The Bangladesh Securities and Exchange Commission (BSEC) has approved the plan of Premier Cement Mills to raise Tk310.75 crore through issuing preference shares.
The top tier cement maker will use the fund – that would reduce financial costs, boost profits, and help improve financial indicators – to restructure its balance sheet, according to a BSEC statement.
Paying off high-cost debts out of the preference share proceeds will save some interest expense for the company as the average cost of bank loans is higher than the preference share dividends.
Preference shares are company shares against which investors avail no voting right and enjoy preference over the general shareholders to avail dividends in a regular situation as well as the leftover during liquidation.
Sponsor shareholders and directors of the company will buy preference shares worth Tk75 crore, the tenure of which will be 12 years, and they will take no dividends.
The company will collect Tk235.5 crore from investors through private placement of the remaining preference shares, which will be issued for 5 years, and the company will pay 6.25%-7.75% preferred dividends to the external investors per annum.
The preference shares will have a face value of Tk25 lakh each.
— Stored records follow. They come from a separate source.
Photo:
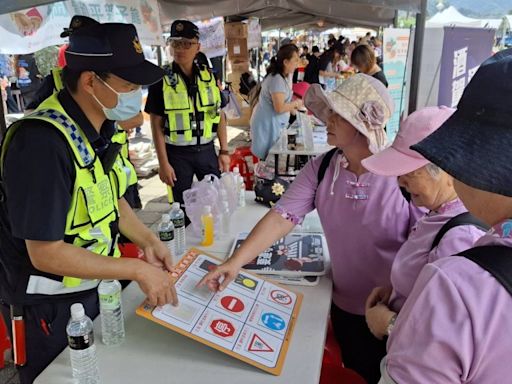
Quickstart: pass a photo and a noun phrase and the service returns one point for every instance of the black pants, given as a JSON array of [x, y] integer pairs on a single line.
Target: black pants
[[361, 351], [187, 161], [42, 348]]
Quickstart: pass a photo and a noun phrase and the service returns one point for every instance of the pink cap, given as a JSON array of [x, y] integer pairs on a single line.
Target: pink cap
[[399, 159]]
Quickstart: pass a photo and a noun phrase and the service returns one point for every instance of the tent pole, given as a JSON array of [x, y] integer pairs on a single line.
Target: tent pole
[[416, 58], [3, 125]]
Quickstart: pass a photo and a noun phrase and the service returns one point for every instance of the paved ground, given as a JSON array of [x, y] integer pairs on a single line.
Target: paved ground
[[153, 194]]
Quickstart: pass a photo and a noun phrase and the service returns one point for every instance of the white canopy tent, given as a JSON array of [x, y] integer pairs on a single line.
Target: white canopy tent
[[451, 17]]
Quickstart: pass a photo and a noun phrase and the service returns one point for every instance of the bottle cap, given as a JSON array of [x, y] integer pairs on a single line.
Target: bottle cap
[[77, 311]]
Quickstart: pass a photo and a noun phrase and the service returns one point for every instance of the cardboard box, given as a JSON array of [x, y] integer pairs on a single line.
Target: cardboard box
[[238, 50], [239, 66], [236, 30]]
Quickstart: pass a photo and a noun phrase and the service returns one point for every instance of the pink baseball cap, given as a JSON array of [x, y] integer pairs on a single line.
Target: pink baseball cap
[[399, 159]]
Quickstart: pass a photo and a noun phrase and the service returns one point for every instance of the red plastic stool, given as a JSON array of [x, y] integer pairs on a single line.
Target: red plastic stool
[[335, 374], [243, 158], [5, 343], [332, 350]]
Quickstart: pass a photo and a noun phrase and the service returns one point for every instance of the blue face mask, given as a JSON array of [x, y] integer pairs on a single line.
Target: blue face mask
[[128, 104]]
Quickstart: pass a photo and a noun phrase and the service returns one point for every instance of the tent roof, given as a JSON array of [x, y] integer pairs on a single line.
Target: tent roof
[[286, 13], [273, 13], [450, 16]]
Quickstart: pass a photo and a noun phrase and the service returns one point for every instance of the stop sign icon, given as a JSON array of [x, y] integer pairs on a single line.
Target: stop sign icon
[[222, 328]]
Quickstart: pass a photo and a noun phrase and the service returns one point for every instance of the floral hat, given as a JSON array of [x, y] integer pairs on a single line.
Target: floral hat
[[361, 100]]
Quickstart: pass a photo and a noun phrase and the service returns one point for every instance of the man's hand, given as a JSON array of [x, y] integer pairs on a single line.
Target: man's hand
[[224, 162], [167, 174], [157, 285], [158, 255]]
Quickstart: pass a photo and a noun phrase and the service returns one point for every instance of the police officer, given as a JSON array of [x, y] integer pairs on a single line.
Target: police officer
[[60, 216], [185, 116], [123, 174]]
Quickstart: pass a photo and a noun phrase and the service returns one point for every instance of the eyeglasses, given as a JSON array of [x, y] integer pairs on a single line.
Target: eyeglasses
[[185, 44]]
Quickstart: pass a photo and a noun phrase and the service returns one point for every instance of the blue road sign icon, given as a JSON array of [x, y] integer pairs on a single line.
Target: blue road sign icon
[[273, 321]]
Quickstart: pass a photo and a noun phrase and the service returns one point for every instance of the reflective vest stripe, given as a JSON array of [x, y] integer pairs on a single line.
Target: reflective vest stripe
[[71, 129]]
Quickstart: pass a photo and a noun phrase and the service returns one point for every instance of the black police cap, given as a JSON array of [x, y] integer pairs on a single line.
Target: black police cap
[[184, 29], [77, 22], [113, 48]]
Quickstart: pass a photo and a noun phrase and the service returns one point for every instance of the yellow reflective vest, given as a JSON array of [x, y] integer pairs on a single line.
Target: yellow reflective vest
[[182, 116], [92, 218]]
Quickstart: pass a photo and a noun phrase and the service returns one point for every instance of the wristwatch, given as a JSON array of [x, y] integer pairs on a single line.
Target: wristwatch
[[391, 324]]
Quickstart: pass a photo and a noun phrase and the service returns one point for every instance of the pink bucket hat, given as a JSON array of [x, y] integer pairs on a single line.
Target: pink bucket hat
[[361, 100], [399, 159]]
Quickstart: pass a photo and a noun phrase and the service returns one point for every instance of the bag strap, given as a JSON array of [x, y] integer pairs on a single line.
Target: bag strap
[[465, 218], [495, 259], [325, 164]]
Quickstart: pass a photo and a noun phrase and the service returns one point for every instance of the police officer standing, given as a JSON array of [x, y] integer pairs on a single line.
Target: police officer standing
[[185, 116], [59, 213]]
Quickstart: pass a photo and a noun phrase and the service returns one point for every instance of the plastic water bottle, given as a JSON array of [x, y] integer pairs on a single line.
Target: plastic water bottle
[[111, 311], [81, 346], [225, 219], [207, 226], [241, 192], [178, 219], [166, 234]]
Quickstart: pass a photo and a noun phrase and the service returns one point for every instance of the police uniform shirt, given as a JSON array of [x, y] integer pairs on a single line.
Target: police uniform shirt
[[39, 155], [155, 101]]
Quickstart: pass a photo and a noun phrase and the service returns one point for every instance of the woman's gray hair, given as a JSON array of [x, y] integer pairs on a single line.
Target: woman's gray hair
[[433, 170]]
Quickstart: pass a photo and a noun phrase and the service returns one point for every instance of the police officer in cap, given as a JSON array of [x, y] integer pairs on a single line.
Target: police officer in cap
[[185, 109], [59, 215]]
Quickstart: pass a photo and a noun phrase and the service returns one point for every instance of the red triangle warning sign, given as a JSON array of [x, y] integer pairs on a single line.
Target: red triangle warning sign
[[258, 345]]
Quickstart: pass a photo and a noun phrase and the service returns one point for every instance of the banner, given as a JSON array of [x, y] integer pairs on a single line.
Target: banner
[[464, 49], [212, 37], [32, 29], [254, 39]]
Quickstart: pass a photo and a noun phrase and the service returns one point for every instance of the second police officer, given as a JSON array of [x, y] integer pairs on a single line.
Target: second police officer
[[185, 109]]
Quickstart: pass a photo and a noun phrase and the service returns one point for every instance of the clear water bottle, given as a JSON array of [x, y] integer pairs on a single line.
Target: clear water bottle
[[81, 346], [178, 219], [111, 311], [225, 220], [166, 234]]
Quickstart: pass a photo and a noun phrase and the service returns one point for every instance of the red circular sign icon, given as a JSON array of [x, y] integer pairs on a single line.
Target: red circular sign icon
[[222, 328], [232, 304]]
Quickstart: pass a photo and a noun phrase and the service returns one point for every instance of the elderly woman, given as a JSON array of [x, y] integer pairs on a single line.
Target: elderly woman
[[365, 217], [272, 112], [432, 188], [456, 325]]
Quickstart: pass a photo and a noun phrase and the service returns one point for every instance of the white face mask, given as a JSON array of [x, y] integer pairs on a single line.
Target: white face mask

They will be non-convertible i.e. the shares will be redeemed after tenure.
They will also be cumulative, which means any unpaid preferred dividend will be added to the next period's payable dividends.
The preference shareholders would get dividends twice a year, and the company would redeem the shares in equal semi-annual instalments, which would commence from 18 months of the issuance, according to the company documents.
Premier Cement was listed on local stock exchanges in 2013.